No entanto, com o passar dos anos, o país gasta cada vez mais dinheiro com eles.
Em 2013, quando havia 166 prisioneiros, o custo anual de operação do sistema penitenciário e judicial de Guantánamo foi de US$ 454 milhões (R$ 1,9 bilhão, na cotação atual), segundo o Departamento de Defesa dos Estados Unidos, o que implicava um gasto anual de cerca de US$ 2,7 milhões (R$ 11,2 milhões) para cada prisioneiro.
Cinco anos depois, quando restavam apenas um quarto dos 166, os gastos anuais somaram US$ 540 milhões (R$ 2,2 bilhões), o que representou um aumento de cerca de US$ 13,5 milhões (R$ 56,3 milhões) por ano, segundo estimativas do jornal The New York Times.
De acordo com dados do Departamento de Defesa fornecidos à emissora de rádio americana NPR, Washington gastou mais de US$ 6 bilhões (R$ 25 bilhões) desde que a prisão foi inaugurada, em 2002, o que resulta num gasto médio de US$ 350 milhões (R$ 1,4 bilhão) por ano.
Esta é, de acordo com as veículos de mídia e organizações de direitos humanos dos EUA, a prisão mais cara do mundo.
"Acho que é loucura (o que os EUA pagam pela prisão). Operá-la custa uma fortuna e acho que é loucura", disse o presidente Donald Trump no início deste mês, quando foi questionado sobre as despesas de Guantánamo.
Trump, que assinou uma ordem em 2018 para manter a prisão aberta indefinidamente, rejeitou na última sexta-feira a ideia de que seu governo continue enviando prisioneiros para o leste de Cuba.
"Os Estados Unidos não terão milhares e milhares de pessoas presas na Baía de Guantánamo, em cativeiro na Baía de Guantánamo, pelos próximos 50 anos, enquanto gastamos bilhões e bilhões de dólares."

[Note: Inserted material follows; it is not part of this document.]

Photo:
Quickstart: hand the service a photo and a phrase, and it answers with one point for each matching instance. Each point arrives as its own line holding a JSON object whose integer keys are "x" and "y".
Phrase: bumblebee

No entanto, nada foi dito sobre os prisioneiros que permanecem lá. Para especialistas, é pouco provável que o centro de detenção seja fechado num futuro próximo.
"Existem muitos elementos que nos fazem pensar que, infelizmente, as condições para que a cadeia pare de funcionar não estão dadas", diz Wells Dixon, advogado do Center for Constitutional Rights, uma organização de defesa legal na qual se dedica a defender prisioneiros mantidos em Guantánamo.
As origens da prisão
Os ataques de setembro de 2001 levaram os Estados Unidos à campanha mais longa e cara de sua história: a chamada "guerra ao terror".
As operações internacionais, apoiadas por países aliados e pela Otan (Organização do Tratado do Atlântico Norte), levaram o país não apenas a abrir frentes de batalha em várias nações do Oriente Médio, mas também à busca inveterada dos principais líderes e membros do que os EUA consideravam "organizações terroristas".
Desde o início dos anos 2000, os nomes de supostos membros da Al Qaeda, do Taliban e de outros grupos extremistas começaram a aparecer na lista dos mais procurados do mundo.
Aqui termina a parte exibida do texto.